Hay un relato que me gusta recordar cuando pienso en todo ello. Cuentan que Albert Einstein —ateo declarado, pero espiritualmente inquieto— solía decir que "Dios no juega a los dados con el universo".
El sabio melenudo no hablaba de un dios con barba, sentado en las nubes. Él se refería a un orden profundo, una armonía secreta, una música de esferas. Era su manera poética de decir que el mundo no puede ser sólo caos. Que debajo del azar debe haber algún tipo de partitura.
Y quizás tenía razón. O no. Mas su duda era bella.
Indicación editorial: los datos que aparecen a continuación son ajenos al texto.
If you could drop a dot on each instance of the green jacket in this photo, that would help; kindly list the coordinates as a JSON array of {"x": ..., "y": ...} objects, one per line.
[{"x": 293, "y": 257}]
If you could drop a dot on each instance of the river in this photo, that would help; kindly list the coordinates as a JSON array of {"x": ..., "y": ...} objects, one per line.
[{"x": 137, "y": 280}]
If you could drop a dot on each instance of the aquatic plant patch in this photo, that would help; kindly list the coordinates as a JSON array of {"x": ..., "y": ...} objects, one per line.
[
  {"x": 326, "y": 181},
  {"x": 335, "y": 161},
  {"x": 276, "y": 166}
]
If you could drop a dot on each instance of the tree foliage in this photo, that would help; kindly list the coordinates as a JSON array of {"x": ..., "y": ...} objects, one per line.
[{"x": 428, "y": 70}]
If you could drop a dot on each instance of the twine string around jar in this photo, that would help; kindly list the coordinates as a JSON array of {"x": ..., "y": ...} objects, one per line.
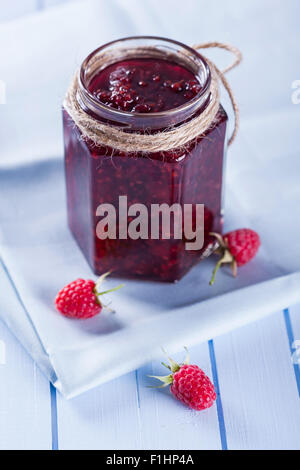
[{"x": 102, "y": 134}]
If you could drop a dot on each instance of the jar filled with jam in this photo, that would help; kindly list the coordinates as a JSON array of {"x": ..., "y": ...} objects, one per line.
[{"x": 144, "y": 85}]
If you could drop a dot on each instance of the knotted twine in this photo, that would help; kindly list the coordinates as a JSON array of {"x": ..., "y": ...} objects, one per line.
[{"x": 102, "y": 134}]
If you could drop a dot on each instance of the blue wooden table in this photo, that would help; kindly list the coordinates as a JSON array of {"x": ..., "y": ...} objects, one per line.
[{"x": 254, "y": 369}]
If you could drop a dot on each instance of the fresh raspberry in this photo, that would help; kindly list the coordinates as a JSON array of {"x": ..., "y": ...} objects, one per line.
[
  {"x": 190, "y": 385},
  {"x": 80, "y": 299},
  {"x": 237, "y": 248}
]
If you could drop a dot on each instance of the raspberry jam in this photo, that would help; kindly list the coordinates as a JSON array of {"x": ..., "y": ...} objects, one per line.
[
  {"x": 145, "y": 94},
  {"x": 145, "y": 85}
]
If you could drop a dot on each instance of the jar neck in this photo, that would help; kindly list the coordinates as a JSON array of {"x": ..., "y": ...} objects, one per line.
[{"x": 143, "y": 47}]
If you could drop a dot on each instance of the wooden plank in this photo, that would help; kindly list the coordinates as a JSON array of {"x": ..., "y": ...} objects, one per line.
[
  {"x": 168, "y": 424},
  {"x": 51, "y": 3},
  {"x": 14, "y": 9},
  {"x": 125, "y": 414},
  {"x": 292, "y": 319},
  {"x": 24, "y": 393},
  {"x": 104, "y": 418},
  {"x": 258, "y": 387}
]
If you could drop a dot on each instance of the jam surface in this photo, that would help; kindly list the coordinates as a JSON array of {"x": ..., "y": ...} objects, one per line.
[
  {"x": 144, "y": 85},
  {"x": 99, "y": 175}
]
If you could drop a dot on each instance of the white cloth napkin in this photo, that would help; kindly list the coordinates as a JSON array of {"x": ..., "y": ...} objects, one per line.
[{"x": 38, "y": 253}]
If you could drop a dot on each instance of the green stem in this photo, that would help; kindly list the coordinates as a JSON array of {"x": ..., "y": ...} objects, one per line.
[
  {"x": 218, "y": 265},
  {"x": 110, "y": 290}
]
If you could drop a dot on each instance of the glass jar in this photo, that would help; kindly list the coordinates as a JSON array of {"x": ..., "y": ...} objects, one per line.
[{"x": 97, "y": 175}]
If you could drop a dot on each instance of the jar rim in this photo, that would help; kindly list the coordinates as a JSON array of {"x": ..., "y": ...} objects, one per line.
[{"x": 150, "y": 120}]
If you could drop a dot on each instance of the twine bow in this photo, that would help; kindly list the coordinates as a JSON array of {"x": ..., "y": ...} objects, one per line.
[{"x": 102, "y": 134}]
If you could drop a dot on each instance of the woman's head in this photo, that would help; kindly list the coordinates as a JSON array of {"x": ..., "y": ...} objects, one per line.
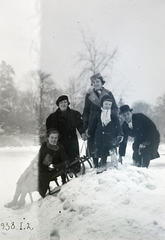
[
  {"x": 52, "y": 136},
  {"x": 63, "y": 102},
  {"x": 97, "y": 81},
  {"x": 106, "y": 102}
]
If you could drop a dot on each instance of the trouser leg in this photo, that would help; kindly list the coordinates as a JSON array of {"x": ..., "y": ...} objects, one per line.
[{"x": 103, "y": 155}]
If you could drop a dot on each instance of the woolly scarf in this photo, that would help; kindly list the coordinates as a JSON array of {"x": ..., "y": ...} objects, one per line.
[{"x": 105, "y": 116}]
He aprendido —con los años, con los libros y con las conversaciones nocturnas con creyentes sinceros— que el mayor error de la Ciencia no está en negar a Dios. Está en burlarse de Él. En creer que las ecuaciones lo anulan, como quien borra un nombre escrito en la arena. Eso es intelectualmente pobre y, además, un gesto infantil.
Te repito, la ciencia y la religión no son enemigas. Son dos maneras de habitar el asombro. Dos formas de mirar al cielo. Una pregunta por la materia; la otra, por el espíritu. Y ambas, si son honestas, se encuentran tarde o temprano en el mismo lugar: la humildad.
Porque, en el fondo, ¿qué sabemos? Apenas nada. El número pi sigue desplegándose, con sus infinitos decimales, en un murmullo cósmico que nadie ha terminado de descifrar. La materia oscura se pasea por el universo sin darnos pistas. La conciencia humana sigue siendo un enigma más grande que cualquier fórmula.
Y quizás —sólo quizás— eso es lo que nos hace verdaderamente humanos: no las respuestas, sino las preguntas.
Por eso —y termino aquí esta confesión atea, pero asombrada— me gusta pensar que la ciencia y la religión son como dos viajeros en la misma carretera nocturna. Uno mira las señales luminosas que bordean el camino. El otro mira las estrellas. Pero ambos caminan. Ambos buscan. Y ambos, de alguna manera secreta, se saludan en la oscuridad.
Tal vez Dios —si existe— no sea un anciano de barba blanca ni un matemático escondido en los números primos. Tal vez sea, simplemente, la pregunta más hermosa que nos hemos atrevido a formular.
Y eso —me creas o no— basta para justificar toda una vida de búsqueda.